File metadata and controls

31 lines (24 loc) · 1.44 KB

Local-first inference via Ollama

SmartB100 must run fully offline and free by default. We use Ollama on the host for both embeddings (nomic-embed-text) and chat (llama3.2:3b), keeping the embedding space stable regardless of the generation provider and removing any paid-API dependency from the core pipeline.

Status

Accepted.

Considered Options

  • Local-first via Ollama for embeddings and chat (chosen): one local runtime serves both; the embedding space never moves when the generation provider changes.
  • Hosted-provider embeddings (Groq / OpenRouter). Rejected — couples the embedding space to a paid provider and to network availability.
  • Larger hosted chat model. Rejected — reintroduces a paid-API dependency and breaks offline operation.

Consequences

  • The core pipeline — embeddings and chat — runs offline and free.
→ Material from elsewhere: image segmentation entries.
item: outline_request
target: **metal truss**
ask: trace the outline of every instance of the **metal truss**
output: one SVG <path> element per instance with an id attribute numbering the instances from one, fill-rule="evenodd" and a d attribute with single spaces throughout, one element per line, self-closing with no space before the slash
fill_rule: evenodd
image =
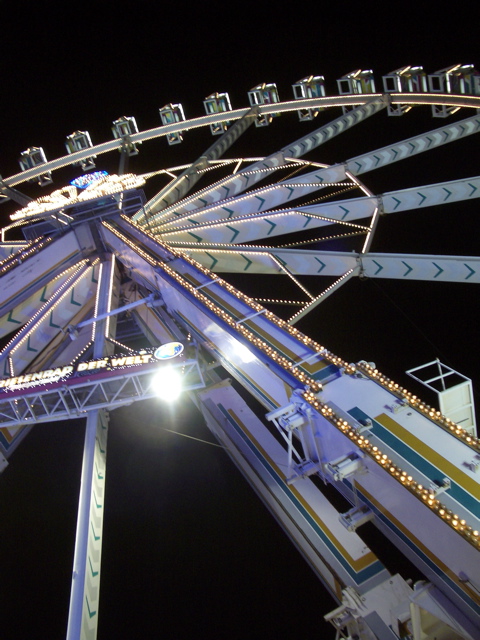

Verification can also run offline, but only when the Ollama Provider is selected; the default verification Provider is the hosted Groq (see ADR-0004).
  • CPU inference latency is high (minutes per answer on CPU-only hosts), mitigated by a configurable CHAT_TIMEOUT and transient-error retries. A GPU or hosted provider removes this limitation.
  • The embedding dimension is fixed at 768 by nomic-embed-text; swapping the embed model requires re-indexing and matching the Qdrant collection dimension. See ADR-0004 for how generation (not embeddings) is allowed to vary by provider.